An unnamed group of hackers spoke to TechCrunch this week, claiming to be behind the recent Western Digital data breach. The outlet, along with cybersecurity researchers, verified the hackers’ information, and the group is demanding a one-time eight-figure payment. The threat actor alleges to have stolen over 10 terabytes of proprietary data, including customer information.
The hackers claim to have Western Digital customer data but didn’t specify what kind. The company is primarily known for selling storage products that don’t require heading over personal information, but the cyberattack could theoretically impact users of its data center and NAS services.
Meanwhile, the restoration of the company’s My Cloud service occurred on Wednesday, a full 10 days after the company publicly disclosed an outage that rendered the online storage platform unattainable for users.
TechCrunch and two outside security researchers confirmed that the perpetrators have access to Western Digital’s code-signing certificate, enabling the hackers to impersonate the company by digitally signing files. The attackers also have executives’ phone numbers and email addresses, access to the company’s internal files, its Microsoft Azure services, and e-commerce data.

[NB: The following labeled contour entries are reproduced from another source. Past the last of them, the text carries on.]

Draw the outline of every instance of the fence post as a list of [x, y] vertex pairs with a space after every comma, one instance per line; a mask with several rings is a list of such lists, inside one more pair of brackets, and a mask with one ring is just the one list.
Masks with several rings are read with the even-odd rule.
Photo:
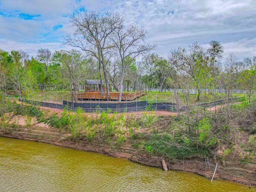
[[173, 112], [173, 95], [172, 96], [172, 112]]
[[165, 110], [166, 110], [166, 94], [165, 94]]
[[146, 94], [146, 110], [147, 110], [147, 108], [148, 108], [148, 97], [147, 94]]
[[156, 111], [157, 110], [157, 94], [156, 94]]

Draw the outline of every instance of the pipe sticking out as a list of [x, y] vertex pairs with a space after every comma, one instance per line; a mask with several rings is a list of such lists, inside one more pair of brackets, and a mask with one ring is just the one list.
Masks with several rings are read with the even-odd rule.
[[162, 164], [163, 166], [163, 168], [164, 171], [167, 171], [167, 170], [168, 170], [167, 165], [166, 164], [166, 163], [165, 162], [165, 161], [164, 159], [162, 159]]
[[217, 169], [217, 166], [218, 166], [218, 163], [216, 163], [216, 167], [215, 167], [215, 170], [214, 170], [214, 172], [213, 173], [213, 175], [212, 176], [212, 180], [211, 180], [211, 182], [212, 181], [212, 180], [213, 180], [213, 178], [214, 177], [214, 175], [215, 175], [215, 172], [216, 172], [216, 170]]

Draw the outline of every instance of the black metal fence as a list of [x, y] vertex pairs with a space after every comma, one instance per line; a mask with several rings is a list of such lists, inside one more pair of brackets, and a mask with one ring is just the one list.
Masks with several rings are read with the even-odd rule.
[[[237, 97], [230, 99], [232, 102], [238, 102], [242, 98]], [[201, 103], [190, 106], [178, 106], [176, 103], [167, 102], [148, 102], [147, 101], [130, 102], [106, 102], [103, 101], [90, 102], [72, 102], [63, 100], [62, 103], [44, 102], [23, 98], [20, 101], [38, 106], [64, 109], [76, 110], [80, 108], [83, 111], [86, 112], [102, 112], [103, 111], [108, 113], [114, 112], [129, 112], [143, 111], [164, 110], [177, 112], [185, 111], [192, 108], [200, 106], [208, 108], [217, 105], [224, 104], [227, 102], [226, 100], [218, 100], [206, 103]]]

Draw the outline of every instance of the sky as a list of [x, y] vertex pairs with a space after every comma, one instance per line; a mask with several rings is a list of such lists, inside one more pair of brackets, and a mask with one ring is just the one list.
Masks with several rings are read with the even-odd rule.
[[70, 16], [91, 10], [118, 12], [127, 24], [143, 26], [146, 41], [157, 44], [153, 52], [162, 56], [212, 40], [223, 46], [224, 58], [256, 56], [255, 0], [0, 0], [0, 49], [34, 57], [40, 48], [70, 49], [61, 45], [75, 29]]

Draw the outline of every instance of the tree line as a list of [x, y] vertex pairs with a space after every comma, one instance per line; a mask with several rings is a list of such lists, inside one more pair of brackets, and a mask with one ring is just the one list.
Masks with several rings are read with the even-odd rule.
[[[38, 89], [38, 84], [43, 90], [50, 84], [70, 90], [76, 100], [87, 79], [100, 79], [101, 94], [106, 87], [107, 96], [109, 80], [120, 100], [122, 92], [130, 88], [182, 89], [184, 96], [195, 89], [197, 102], [206, 101], [206, 89], [214, 94], [217, 89], [225, 90], [228, 99], [234, 89], [255, 89], [256, 57], [238, 60], [231, 53], [223, 62], [223, 47], [217, 41], [206, 48], [196, 42], [164, 57], [150, 53], [157, 45], [145, 42], [146, 30], [126, 23], [118, 13], [86, 12], [74, 14], [70, 22], [76, 30], [63, 44], [73, 49], [52, 53], [40, 48], [31, 58], [22, 50], [0, 50], [1, 93], [14, 89], [21, 96], [25, 90]], [[174, 94], [178, 102], [179, 93]]]

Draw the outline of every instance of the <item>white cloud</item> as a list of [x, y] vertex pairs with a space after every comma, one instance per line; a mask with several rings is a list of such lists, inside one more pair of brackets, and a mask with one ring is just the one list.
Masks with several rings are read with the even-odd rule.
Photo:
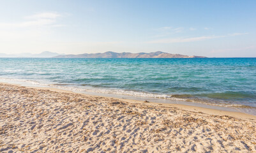
[[57, 17], [61, 17], [61, 15], [57, 13], [53, 13], [53, 12], [45, 12], [41, 13], [37, 13], [35, 15], [30, 15], [26, 17], [25, 18], [29, 19], [35, 19], [38, 20], [41, 18], [52, 18], [54, 19]]
[[192, 38], [172, 38], [172, 39], [163, 39], [163, 40], [153, 40], [147, 41], [148, 43], [183, 43], [183, 42], [192, 42], [192, 41], [202, 41], [206, 40], [210, 40], [216, 38], [224, 37], [224, 36], [200, 36], [200, 37], [192, 37]]
[[61, 15], [57, 13], [42, 13], [33, 15], [26, 17], [27, 21], [24, 21], [19, 23], [0, 23], [0, 27], [26, 27], [32, 26], [54, 26], [53, 25], [57, 21], [57, 18]]
[[248, 34], [248, 33], [232, 33], [229, 34], [229, 36], [241, 36], [241, 35], [245, 35], [245, 34]]
[[226, 52], [229, 51], [239, 51], [239, 50], [246, 50], [256, 48], [255, 46], [249, 46], [243, 48], [226, 48], [226, 49], [218, 49], [218, 50], [212, 50], [211, 52], [212, 53], [220, 53], [220, 52]]
[[247, 33], [234, 33], [228, 35], [223, 36], [199, 36], [199, 37], [192, 37], [192, 38], [170, 38], [170, 39], [162, 39], [147, 41], [147, 43], [184, 43], [184, 42], [193, 42], [203, 41], [206, 40], [211, 40], [215, 38], [223, 38], [227, 36], [234, 36], [247, 34]]
[[158, 31], [172, 31], [176, 33], [182, 32], [184, 29], [183, 27], [162, 27], [157, 29]]

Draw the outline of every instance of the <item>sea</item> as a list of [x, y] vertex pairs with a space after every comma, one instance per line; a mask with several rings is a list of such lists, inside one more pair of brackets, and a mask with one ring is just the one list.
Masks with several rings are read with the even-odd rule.
[[256, 115], [256, 58], [0, 58], [0, 82], [243, 108]]

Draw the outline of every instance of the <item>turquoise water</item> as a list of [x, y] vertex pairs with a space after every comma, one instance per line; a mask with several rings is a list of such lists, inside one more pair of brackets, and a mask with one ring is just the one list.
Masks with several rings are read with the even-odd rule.
[[0, 58], [0, 78], [98, 92], [256, 107], [256, 58]]

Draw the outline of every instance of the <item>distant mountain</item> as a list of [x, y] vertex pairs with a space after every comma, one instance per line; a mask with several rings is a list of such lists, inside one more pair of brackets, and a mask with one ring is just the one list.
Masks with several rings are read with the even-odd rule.
[[189, 56], [181, 54], [172, 54], [158, 51], [151, 53], [116, 53], [107, 52], [105, 53], [82, 54], [79, 55], [57, 55], [54, 58], [206, 58], [204, 56]]
[[37, 57], [37, 58], [50, 58], [57, 55], [64, 55], [63, 54], [58, 54], [49, 51], [43, 52], [40, 54], [22, 53], [18, 54], [0, 54], [0, 57]]

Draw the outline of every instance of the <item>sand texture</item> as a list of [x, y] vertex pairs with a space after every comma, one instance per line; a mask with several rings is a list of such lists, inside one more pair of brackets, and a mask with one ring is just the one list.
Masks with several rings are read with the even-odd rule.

Although Western Digital took systems and services offline following the initial breach, the hackers claim to still be inside the company’s network with the ability to extract more information. Although the group wants an eight-figure ransom at minimum, the incident wasn’t a ransomware attack, and the hackers didn’t encrypt WD’s data.
The group, claiming to have no name, had no political or ideological motives. It picked Western Digital at random and hit the company solely for money. Now they are threatening to release the stolen information on the ransomware group Alphv’s website.
Western Digital seems to have ghosted the hackers so far, ignoring all of their emails. The company’s statement following the attack didn’t say much, only that it is working with law enforcement and security experts to understand the scope of the hack and restore affected systems. WD also declined comment on whether it had contacted those responsible or if they accessed customer data.
The ransom demands include offers to cover up the incident, which many cyberattack victims have done, according to a recent report. A Bitdefender survey revealed that up to one in three corporate data breach victims avoid disclosing the events to preserve their reputations.